Surgery plus RT works best for metastatic gastric cancer

Patients with metastatic gastric cancer face a grim prognosis, but those who undergo surgery followed by radiation therapy (RT) may have the best chance of longer survival, according to a study published online January 29 in Cancer.

The current standard of care for metastatic gastric cancer is systemic chemotherapy. Survival outcomes from peer-reviewed clinical trials have shown median survival ranging from eight to 14 months.

Few studies have analyzed whether radiotherapy would benefit these patients, according to Dr. Ravi Shridhar, PhD, a radiation oncologist at Moffitt Cancer Center in Tampa, FL, and colleagues.

They accessed data from the Surveillance, Epidemiology, and End Results (SEER) database to identify patients diagnosed with stage IV gastric cancer between 2004 and 2008. The 5,072 patients identified were divided into four groups: those who only had surgery, those who only had radiation therapy, those who had surgery and radiation therapy, and those who did not have either treatment.

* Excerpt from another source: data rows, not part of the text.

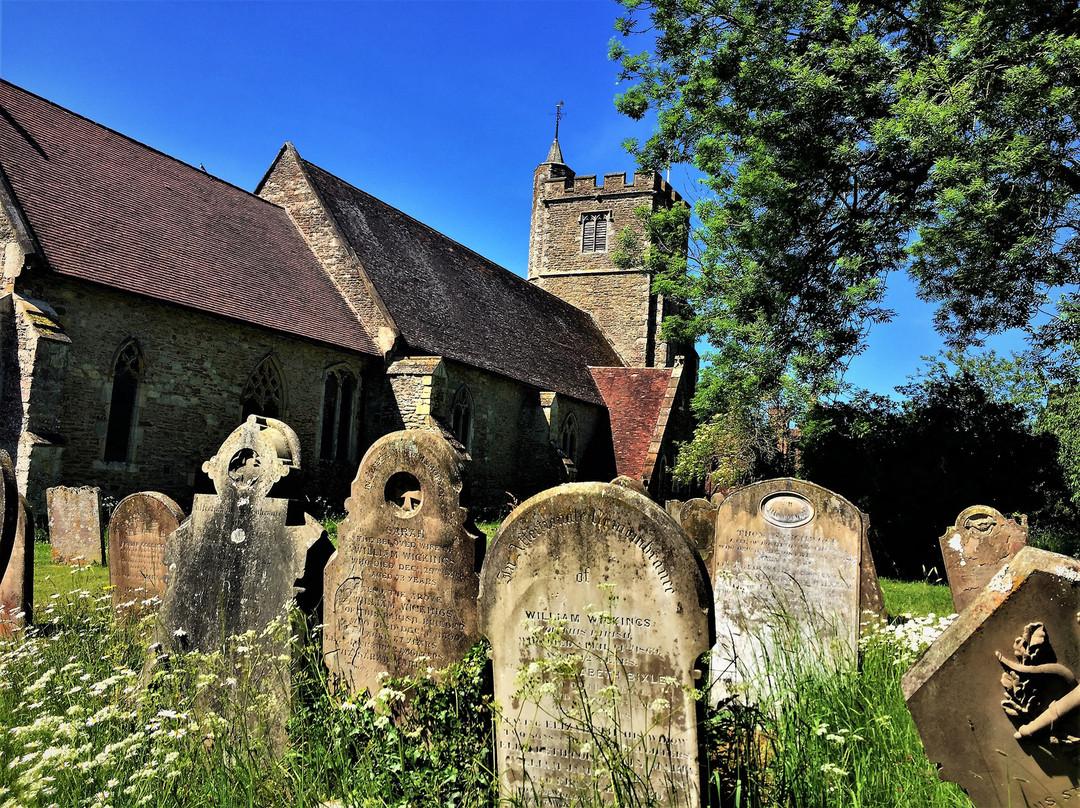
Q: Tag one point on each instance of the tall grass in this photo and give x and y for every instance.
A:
(77, 730)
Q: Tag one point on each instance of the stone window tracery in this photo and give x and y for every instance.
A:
(340, 395)
(568, 436)
(594, 227)
(265, 391)
(127, 371)
(461, 417)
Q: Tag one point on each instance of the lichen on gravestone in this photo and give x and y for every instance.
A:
(242, 570)
(597, 608)
(402, 586)
(996, 698)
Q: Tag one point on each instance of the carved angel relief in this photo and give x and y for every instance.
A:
(1026, 682)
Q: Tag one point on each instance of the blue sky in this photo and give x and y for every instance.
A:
(442, 108)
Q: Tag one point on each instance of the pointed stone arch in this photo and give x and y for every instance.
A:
(265, 391)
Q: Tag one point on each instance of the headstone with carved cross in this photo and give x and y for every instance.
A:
(401, 589)
(246, 556)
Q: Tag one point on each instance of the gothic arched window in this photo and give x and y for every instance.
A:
(594, 231)
(265, 391)
(461, 416)
(127, 369)
(568, 436)
(340, 394)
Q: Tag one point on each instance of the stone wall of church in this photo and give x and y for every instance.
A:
(511, 446)
(189, 399)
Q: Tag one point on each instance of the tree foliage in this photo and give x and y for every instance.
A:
(956, 442)
(842, 140)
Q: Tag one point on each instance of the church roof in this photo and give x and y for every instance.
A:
(449, 301)
(638, 402)
(106, 209)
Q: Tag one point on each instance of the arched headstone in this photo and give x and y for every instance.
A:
(401, 589)
(980, 542)
(599, 582)
(137, 532)
(792, 575)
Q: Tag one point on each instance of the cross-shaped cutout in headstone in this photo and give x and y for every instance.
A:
(403, 490)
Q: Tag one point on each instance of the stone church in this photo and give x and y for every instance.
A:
(148, 307)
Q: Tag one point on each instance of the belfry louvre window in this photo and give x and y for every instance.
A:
(127, 372)
(594, 228)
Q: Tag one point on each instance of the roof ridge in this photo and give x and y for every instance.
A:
(518, 279)
(201, 172)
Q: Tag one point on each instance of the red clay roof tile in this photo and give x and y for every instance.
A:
(635, 401)
(107, 209)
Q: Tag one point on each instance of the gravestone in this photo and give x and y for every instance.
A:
(996, 698)
(976, 547)
(698, 519)
(137, 532)
(237, 567)
(75, 525)
(16, 553)
(602, 575)
(402, 586)
(793, 574)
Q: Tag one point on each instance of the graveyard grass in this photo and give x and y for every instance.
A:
(75, 731)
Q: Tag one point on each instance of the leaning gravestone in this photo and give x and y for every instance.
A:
(996, 698)
(238, 565)
(137, 532)
(16, 553)
(75, 525)
(402, 586)
(976, 547)
(698, 519)
(793, 575)
(591, 589)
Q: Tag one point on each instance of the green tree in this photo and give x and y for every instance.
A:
(840, 142)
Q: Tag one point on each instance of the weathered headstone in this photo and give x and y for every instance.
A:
(793, 575)
(698, 519)
(75, 525)
(401, 589)
(16, 553)
(996, 698)
(976, 547)
(593, 589)
(137, 532)
(238, 565)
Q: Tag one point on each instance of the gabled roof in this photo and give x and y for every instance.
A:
(449, 301)
(107, 209)
(638, 402)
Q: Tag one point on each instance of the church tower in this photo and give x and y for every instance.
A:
(575, 226)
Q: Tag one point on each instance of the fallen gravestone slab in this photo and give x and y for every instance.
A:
(239, 567)
(996, 698)
(75, 525)
(402, 586)
(792, 576)
(137, 532)
(976, 547)
(591, 590)
(16, 553)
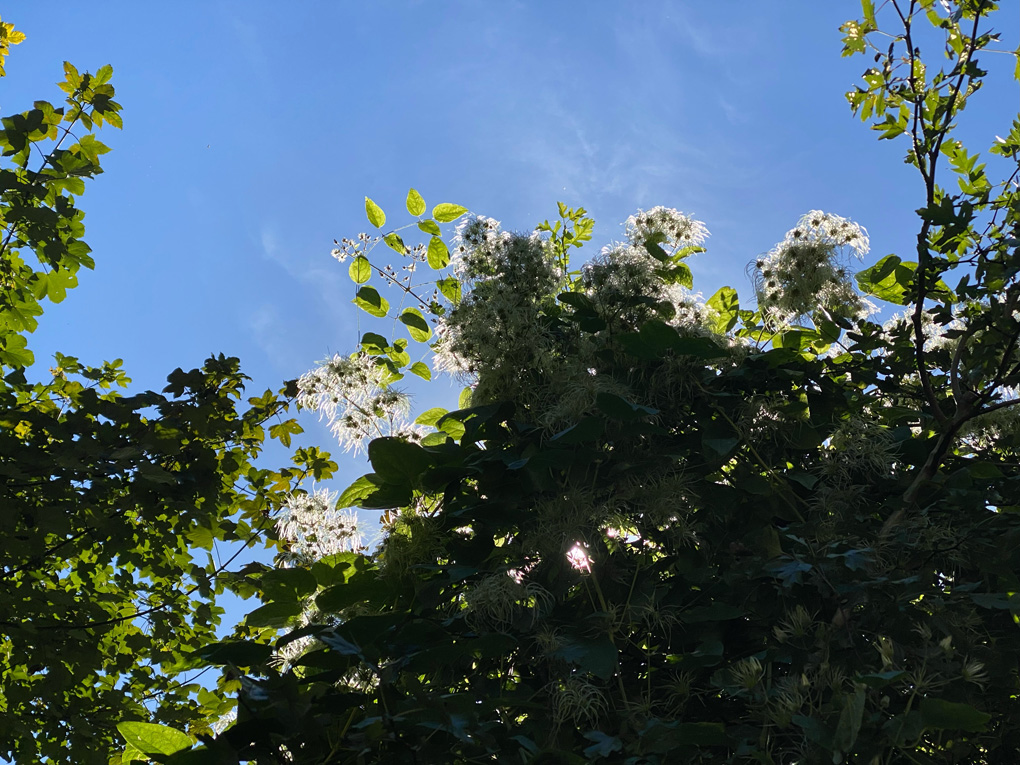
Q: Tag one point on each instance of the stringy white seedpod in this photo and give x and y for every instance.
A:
(315, 527)
(622, 272)
(495, 334)
(353, 394)
(476, 240)
(675, 228)
(807, 272)
(936, 337)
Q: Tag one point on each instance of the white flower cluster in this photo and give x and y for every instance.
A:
(315, 527)
(675, 228)
(806, 273)
(936, 337)
(495, 332)
(625, 281)
(353, 393)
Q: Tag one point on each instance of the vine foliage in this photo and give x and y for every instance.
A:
(665, 529)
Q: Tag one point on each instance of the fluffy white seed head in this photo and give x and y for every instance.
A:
(354, 395)
(807, 272)
(315, 527)
(675, 228)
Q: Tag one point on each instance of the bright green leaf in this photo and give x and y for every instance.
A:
(416, 324)
(375, 215)
(360, 269)
(447, 212)
(153, 740)
(439, 255)
(371, 302)
(415, 204)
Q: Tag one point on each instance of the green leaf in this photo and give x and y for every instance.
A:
(724, 307)
(450, 288)
(375, 215)
(152, 740)
(238, 653)
(447, 212)
(373, 344)
(887, 279)
(439, 255)
(415, 204)
(360, 491)
(395, 243)
(360, 269)
(277, 614)
(416, 324)
(944, 715)
(288, 583)
(430, 416)
(371, 302)
(429, 226)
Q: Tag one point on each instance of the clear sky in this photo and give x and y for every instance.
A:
(253, 131)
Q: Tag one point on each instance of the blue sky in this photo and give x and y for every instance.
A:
(253, 132)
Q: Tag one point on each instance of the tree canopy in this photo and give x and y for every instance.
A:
(656, 528)
(112, 503)
(659, 528)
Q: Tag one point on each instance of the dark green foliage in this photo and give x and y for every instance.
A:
(111, 503)
(714, 539)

Patients who had surgery and radiation therapy survived the longest, a median 16 months, and had the highest two-year survival rate, at 31.7%. Patients who only had surgery survived a median of 10 months and had an 18.2% two-year survival rate.

Radiation therapy by itself was no better than no treatment at all in terms of survival. Patients in these two groups survived for eight and seven months, respectively, and had two-year survival rates of 8.9% and 8.2%.

Building upon this study, prospective trials should be conducted to assess the role and sequence of surgery and radiation therapy for patients with metastatic gastric cancer, the authors concluded.